There are conflicting results concerning the possible relationships between bone mineral density and biochemical indicators in the literature. In the study of Senocak et al. of 35 postmenopausal osteoporotic and 15 postmenopausal healthy volunteers, no relation was found between BMD and total alkaline phosphatase, procollagen carboxy peptide, urine concentrations of calcium, and deoxpyridinoline levels32). In a study of 30 postmenopausal osteoporotic and 30 postmenopausal healthy volunteers, a negative correlation was found between BMD and the osteocalcin level33). In our present study, urine deoxypyridinoline levels in geriatric patients were higher than in healthy controls.

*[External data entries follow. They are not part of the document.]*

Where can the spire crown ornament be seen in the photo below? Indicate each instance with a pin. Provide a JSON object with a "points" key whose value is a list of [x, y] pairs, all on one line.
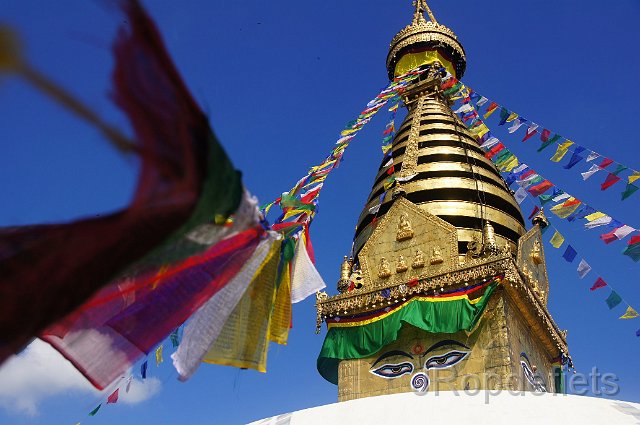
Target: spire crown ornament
{"points": [[423, 42]]}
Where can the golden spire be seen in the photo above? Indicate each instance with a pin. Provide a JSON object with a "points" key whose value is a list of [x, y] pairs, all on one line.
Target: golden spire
{"points": [[425, 35], [421, 7]]}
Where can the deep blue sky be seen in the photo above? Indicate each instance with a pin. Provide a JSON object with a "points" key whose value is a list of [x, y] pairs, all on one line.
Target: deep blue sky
{"points": [[279, 80]]}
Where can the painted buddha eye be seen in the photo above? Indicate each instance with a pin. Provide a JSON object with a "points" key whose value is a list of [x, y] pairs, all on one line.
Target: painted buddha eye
{"points": [[391, 371], [446, 360]]}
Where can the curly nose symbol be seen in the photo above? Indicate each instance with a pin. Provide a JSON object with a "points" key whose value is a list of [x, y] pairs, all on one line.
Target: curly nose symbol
{"points": [[420, 383]]}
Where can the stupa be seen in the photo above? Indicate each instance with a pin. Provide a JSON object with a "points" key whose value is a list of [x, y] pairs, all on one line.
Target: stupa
{"points": [[444, 288]]}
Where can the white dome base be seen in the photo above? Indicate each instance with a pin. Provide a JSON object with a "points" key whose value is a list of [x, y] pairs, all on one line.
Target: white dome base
{"points": [[450, 407]]}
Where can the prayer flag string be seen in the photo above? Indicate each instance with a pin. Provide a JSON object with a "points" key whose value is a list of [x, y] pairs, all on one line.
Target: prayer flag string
{"points": [[299, 205], [563, 204], [563, 145], [614, 298]]}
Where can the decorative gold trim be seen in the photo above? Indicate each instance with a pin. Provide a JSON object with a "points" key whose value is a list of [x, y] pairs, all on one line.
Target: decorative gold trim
{"points": [[410, 161], [421, 34], [530, 304], [447, 166]]}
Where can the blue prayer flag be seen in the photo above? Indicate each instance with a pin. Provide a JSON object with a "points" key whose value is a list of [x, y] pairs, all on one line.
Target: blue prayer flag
{"points": [[143, 369], [569, 254]]}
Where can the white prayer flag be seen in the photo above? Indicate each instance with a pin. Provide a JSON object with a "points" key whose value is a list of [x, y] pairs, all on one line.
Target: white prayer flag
{"points": [[594, 169], [520, 195], [583, 268], [305, 279], [623, 231]]}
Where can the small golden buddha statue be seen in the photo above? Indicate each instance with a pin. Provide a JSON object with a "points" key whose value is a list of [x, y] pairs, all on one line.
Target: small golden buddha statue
{"points": [[436, 256], [345, 272], [383, 269], [418, 260], [404, 228], [536, 253], [356, 279], [401, 265]]}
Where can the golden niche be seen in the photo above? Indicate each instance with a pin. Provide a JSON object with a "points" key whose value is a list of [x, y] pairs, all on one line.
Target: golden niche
{"points": [[405, 231], [383, 269], [418, 260], [401, 265], [536, 253], [436, 256]]}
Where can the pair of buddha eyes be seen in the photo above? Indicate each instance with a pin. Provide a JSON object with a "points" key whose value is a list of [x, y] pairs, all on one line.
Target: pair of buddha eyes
{"points": [[443, 361]]}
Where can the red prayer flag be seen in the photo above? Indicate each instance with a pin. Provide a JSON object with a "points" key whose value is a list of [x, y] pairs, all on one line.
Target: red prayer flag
{"points": [[527, 173], [634, 240], [540, 188], [449, 83], [534, 212], [113, 398], [544, 136], [609, 181], [605, 163], [125, 320], [529, 135], [49, 270], [609, 237], [599, 284], [494, 150], [491, 107]]}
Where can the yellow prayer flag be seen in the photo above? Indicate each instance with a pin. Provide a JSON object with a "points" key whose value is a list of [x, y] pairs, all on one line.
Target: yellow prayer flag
{"points": [[562, 150], [483, 131], [488, 114], [557, 240], [281, 316], [594, 216], [348, 131], [510, 164], [629, 314], [564, 211], [244, 339], [159, 355]]}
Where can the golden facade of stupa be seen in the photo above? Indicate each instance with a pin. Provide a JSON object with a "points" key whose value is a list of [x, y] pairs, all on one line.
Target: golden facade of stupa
{"points": [[446, 290]]}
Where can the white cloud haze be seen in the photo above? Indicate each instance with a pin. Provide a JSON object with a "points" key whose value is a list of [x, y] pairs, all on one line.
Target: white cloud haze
{"points": [[40, 372]]}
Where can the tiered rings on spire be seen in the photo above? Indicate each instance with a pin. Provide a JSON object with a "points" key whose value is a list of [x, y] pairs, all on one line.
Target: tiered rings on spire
{"points": [[446, 174]]}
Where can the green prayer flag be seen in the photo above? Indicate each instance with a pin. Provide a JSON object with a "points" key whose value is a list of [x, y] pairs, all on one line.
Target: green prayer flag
{"points": [[629, 190], [546, 198], [613, 300], [554, 139], [620, 168], [361, 341], [94, 411]]}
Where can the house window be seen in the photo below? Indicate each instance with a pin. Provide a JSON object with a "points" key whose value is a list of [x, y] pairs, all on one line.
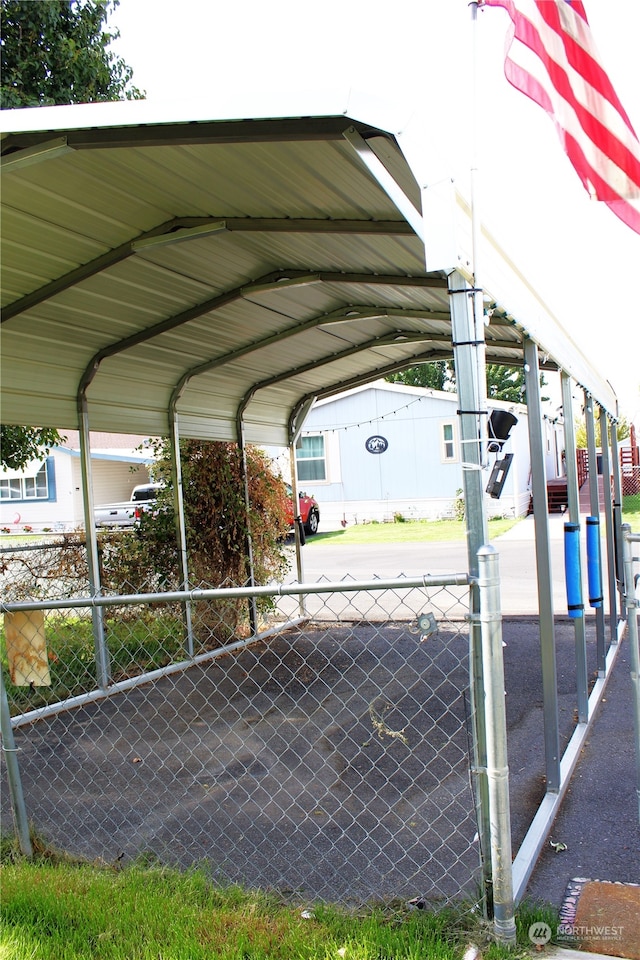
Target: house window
{"points": [[449, 442], [31, 486], [311, 464]]}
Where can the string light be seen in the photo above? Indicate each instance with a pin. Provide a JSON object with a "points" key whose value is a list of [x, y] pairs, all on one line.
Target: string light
{"points": [[365, 423]]}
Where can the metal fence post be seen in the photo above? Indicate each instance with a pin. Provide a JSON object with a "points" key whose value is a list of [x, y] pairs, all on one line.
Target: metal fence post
{"points": [[13, 774], [496, 741], [631, 603]]}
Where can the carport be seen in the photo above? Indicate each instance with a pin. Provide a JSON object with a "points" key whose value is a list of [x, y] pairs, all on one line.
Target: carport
{"points": [[209, 274]]}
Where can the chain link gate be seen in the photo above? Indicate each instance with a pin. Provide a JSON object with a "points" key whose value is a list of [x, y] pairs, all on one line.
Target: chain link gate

To the best of our knowledge, the feasibility of deoxypyridinoline levels as a screening test for patients with osteoporosis has not been previously investigated. Deoxypyridinoline levels are cheap and easy to measure, and could be a useful marker of osteoporosis. Our present results suggest that it is an independent predictor of osteoporosis, and a moderately accurate marker of osteoporosis in geriatric patients. We found that deoxypyridinoline levels above 30.80 mg/ml have 67% sensitivity and 68% specificity in the diagnosis of geriatric osteoporosis.

There are various limitations to the interpretation of our results to consider. The small number of subjects, and the cross-sectional design are its main constraints. Also, the moderate sensitivity and specifity of deoxypyridinoline as an indicator of osteoporosis may be associated with small number of tested subjects.

In conclusion, our study results did not find evidence that oxidative stress plays a role in the pathogenesis of osteoporosis; however, deoxypyridinoline levels can be used as a screening test for this disease, and they may be useful for early diagnosis or follow-up of this disease. Randomized prospective studies need to be conducted with larger numbers of subjects to confirm our novel results.